Lundi 23 03 09
Le revenu minimum d’existence, est-il au cœur de l’autre économie ?
Au cœur... Disons qu’il lui appartient. Le revenu minimum d’existence, ou l’allocation universelle d’existence : un revenu que l’on donne à tout être humain, riche ou pauvre, et qu’il peut toucher toute sa vie... Et qu’il peut cumuler avec n’importe quel revenu d’activité, ou de patrimoine sans restriction ! Et que donner en échange de ce revenu minimum ? Rien. Rien d’obligatoire. Ce ne serait même pas un revenu d’insertion. Pas obligé de travailler. Une partie de l’intelligentzia de gauche est contre ce revenu minimum car il excluerait de fait une grande partie de la population du travail. En revanche, certains intellectuels de droite ou du centre y sont favorable : le philosophe John Rawls par exemple, le philosophe économiste Philippe Van Parijs. Edouard Balladur, Christine Boutin… sont assez favorables à ce revenu.

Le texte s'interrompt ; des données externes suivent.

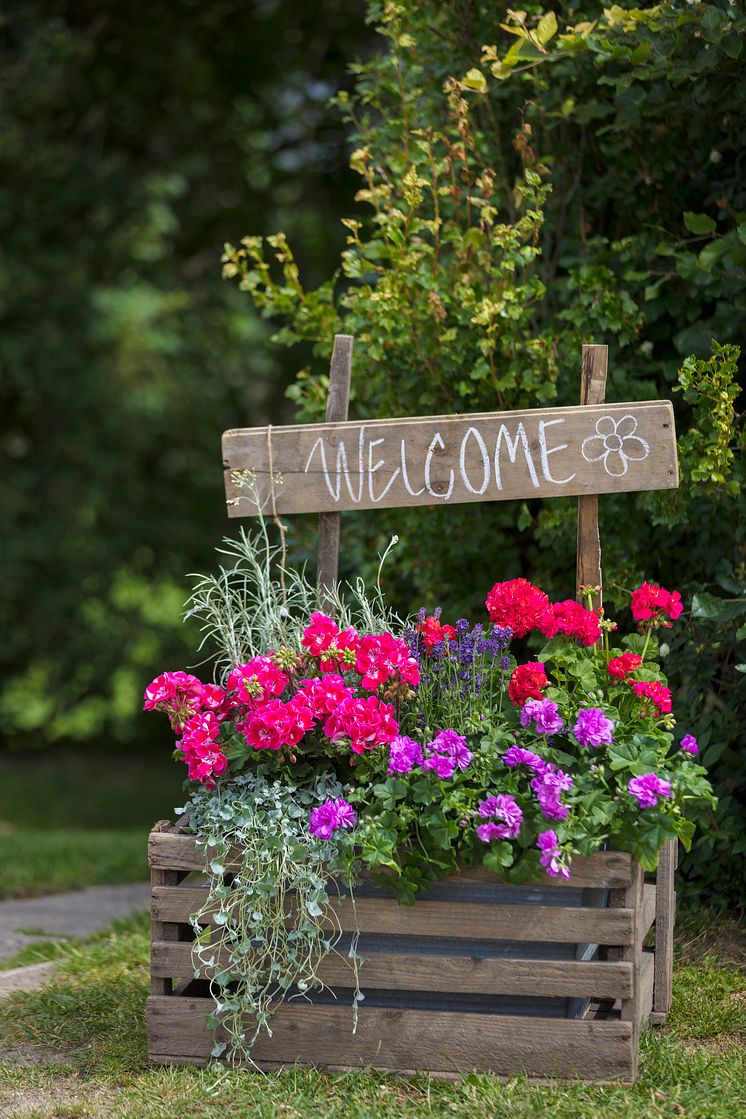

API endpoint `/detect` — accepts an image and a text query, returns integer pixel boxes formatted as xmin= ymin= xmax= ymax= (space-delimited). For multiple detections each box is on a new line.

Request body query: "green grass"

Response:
xmin=0 ymin=750 xmax=183 ymax=897
xmin=0 ymin=918 xmax=746 ymax=1119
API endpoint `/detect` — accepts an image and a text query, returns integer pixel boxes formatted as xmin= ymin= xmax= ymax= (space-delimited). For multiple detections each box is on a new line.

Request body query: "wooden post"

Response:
xmin=150 ymin=820 xmax=179 ymax=995
xmin=318 ymin=335 xmax=355 ymax=613
xmin=576 ymin=346 xmax=608 ymax=610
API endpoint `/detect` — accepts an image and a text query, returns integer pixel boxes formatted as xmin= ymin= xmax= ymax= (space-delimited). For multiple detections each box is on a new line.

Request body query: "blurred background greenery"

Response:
xmin=0 ymin=0 xmax=746 ymax=904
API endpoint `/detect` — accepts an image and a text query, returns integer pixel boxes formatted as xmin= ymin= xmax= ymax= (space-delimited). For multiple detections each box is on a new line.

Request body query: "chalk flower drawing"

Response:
xmin=580 ymin=416 xmax=650 ymax=478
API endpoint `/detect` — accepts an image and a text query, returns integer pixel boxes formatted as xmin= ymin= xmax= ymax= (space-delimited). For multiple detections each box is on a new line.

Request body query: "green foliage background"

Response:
xmin=0 ymin=0 xmax=746 ymax=899
xmin=0 ymin=0 xmax=363 ymax=747
xmin=225 ymin=0 xmax=746 ymax=897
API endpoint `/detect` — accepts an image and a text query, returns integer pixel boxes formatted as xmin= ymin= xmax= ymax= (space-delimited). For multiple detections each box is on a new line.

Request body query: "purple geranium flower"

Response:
xmin=681 ymin=734 xmax=699 ymax=754
xmin=309 ymin=797 xmax=358 ymax=839
xmin=502 ymin=745 xmax=547 ymax=773
xmin=521 ymin=699 xmax=565 ymax=734
xmin=388 ymin=734 xmax=424 ymax=773
xmin=573 ymin=707 xmax=614 ymax=746
xmin=531 ymin=762 xmax=573 ymax=820
xmin=476 ymin=793 xmax=523 ymax=843
xmin=423 ymin=754 xmax=456 ymax=779
xmin=536 ymin=830 xmax=570 ymax=878
xmin=626 ymin=773 xmax=671 ymax=808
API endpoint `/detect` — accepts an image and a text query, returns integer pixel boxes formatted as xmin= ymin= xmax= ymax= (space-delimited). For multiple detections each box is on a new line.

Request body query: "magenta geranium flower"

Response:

Pourquoi un revenu minimum sans contrepartie ?
Parce que, dit le philosophe américain Rawls, tout être humain, sur la terre, a droit à l’éducation, et à la santé. On peut aussi ajouter le logement, la santé, l’eau... que sais-je. Tout être humain, qu’il travaille ou non. Ces droits sont des droits sur ce qu’il appelle des biens fondamentaux. Le revenu minimum permet de détacher l’existence du travail. Ce qui pose deux problèmes : 1) le travail est un phénomène collectif, qui crée du lien. Les titulaires du revenu minimum échappent à la à la société du travail.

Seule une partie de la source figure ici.